While rules thumb can be helpful places to start when figuring out how much you need for a comfortable retirement, they don’t necessarily apply to everyone. And they may not be the best option for you, anyway. Instead of relying entirely on rules of thumb, or sticking with assumptions like the 4 per cent rule, really stop and think about your own situation.

You might not actually need $1 million or more to retire — as long as you understand your needs and how to meet them.

How Much Do You Need Each Month?

Your first requirement is to figure out how much money you are likely to need each month. This isn’t just about consulting a rule of thumb. It’s about looking at your current expenses, as well as estimating what you might need in the future.

First of all, look at what you spend right now. How many of those expenses will persist at some point in retirement? Will you have your home paid off by the time you retire? If you have kids at home right now, will they still represent a drain on your finances during retirement?

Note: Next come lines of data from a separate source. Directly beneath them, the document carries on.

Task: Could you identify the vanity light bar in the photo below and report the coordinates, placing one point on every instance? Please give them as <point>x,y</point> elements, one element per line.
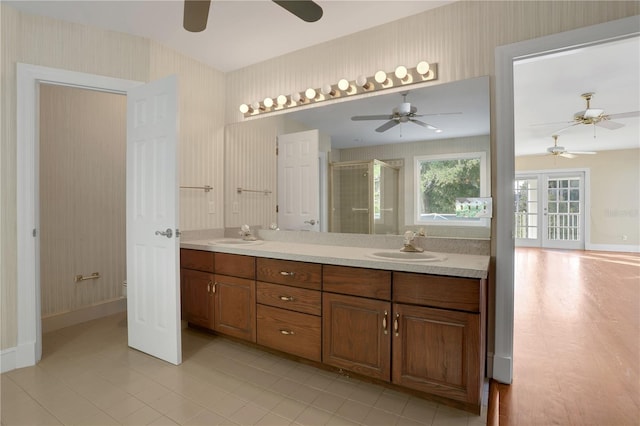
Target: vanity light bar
<point>401,76</point>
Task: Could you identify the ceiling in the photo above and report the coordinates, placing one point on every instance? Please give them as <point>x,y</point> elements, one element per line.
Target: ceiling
<point>468,99</point>
<point>547,93</point>
<point>239,32</point>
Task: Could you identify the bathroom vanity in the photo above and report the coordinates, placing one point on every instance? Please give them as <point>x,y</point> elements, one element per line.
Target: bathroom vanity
<point>415,325</point>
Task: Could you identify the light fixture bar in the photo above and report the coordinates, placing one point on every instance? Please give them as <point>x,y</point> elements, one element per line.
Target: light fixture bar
<point>400,76</point>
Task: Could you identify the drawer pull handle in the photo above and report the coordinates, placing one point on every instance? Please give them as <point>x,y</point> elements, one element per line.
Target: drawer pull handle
<point>287,298</point>
<point>396,325</point>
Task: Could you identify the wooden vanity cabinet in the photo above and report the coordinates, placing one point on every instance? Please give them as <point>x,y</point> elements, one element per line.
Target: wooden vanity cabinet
<point>356,333</point>
<point>439,348</point>
<point>196,284</point>
<point>289,307</point>
<point>234,292</point>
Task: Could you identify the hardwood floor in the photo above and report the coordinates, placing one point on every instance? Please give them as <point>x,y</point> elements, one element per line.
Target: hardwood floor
<point>576,340</point>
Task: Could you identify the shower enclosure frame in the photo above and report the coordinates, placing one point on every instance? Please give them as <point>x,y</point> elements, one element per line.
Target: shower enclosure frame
<point>369,164</point>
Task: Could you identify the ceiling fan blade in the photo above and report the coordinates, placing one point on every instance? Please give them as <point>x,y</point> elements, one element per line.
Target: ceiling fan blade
<point>307,10</point>
<point>625,114</point>
<point>611,125</point>
<point>436,114</point>
<point>196,14</point>
<point>371,117</point>
<point>565,128</point>
<point>423,124</point>
<point>386,126</point>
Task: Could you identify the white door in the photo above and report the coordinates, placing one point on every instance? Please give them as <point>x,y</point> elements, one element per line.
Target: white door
<point>550,210</point>
<point>153,283</point>
<point>298,181</point>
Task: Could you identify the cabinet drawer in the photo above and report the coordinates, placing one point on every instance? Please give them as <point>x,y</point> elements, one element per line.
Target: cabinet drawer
<point>292,298</point>
<point>290,272</point>
<point>235,265</point>
<point>291,332</point>
<point>362,282</point>
<point>199,260</point>
<point>442,292</point>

Next, figure out what new expenses you might have in retirement. Are you planning to retire? Will you sell your home and move into a community that requires you to pay rent? Think about how your expenses are likely to change. Chances are that you will need at least as much as you have right now — and maybe more. The things you spend the money on might be different, though.

Where Will You Get Your Revenue?

Now that you have an idea of how much you need each month during retirement, it’s time to figure out where the money will come from. You might consider that you will have money coming in from the government each month (OAS in Canada or Social Security in the United States), or perhaps you have a pension coming. You can also figure out, roughly, how much money you are likely to be able to depend on from your nest egg each month.

Another consideration is whether or not you can create passive income that can serve as income during retirement. The more income diversity you build up now, the less you will need to rely on a massive nest egg later. How much recurring investment income you build up now can influence how much you actually require in an account later.

Think about your sources of revenue during retirement, as well as how much of it you will need. Remember that some unforeseen events, like stock market crashes and medical emergencies, can reduce the overall size of your nest egg. You will need to account for that as well. This is why income diversity can be so important.

Bottom Line

Rules of thumb can be a big help in providing you with a starting point for your calculations. You can also use the help of online calculators to give you an idea of how much you need to save up right now in order to reach your goals later. If you don’t take the time now to figure out how much you are likely to need for retirement, it’s almost certain you won’t have enough.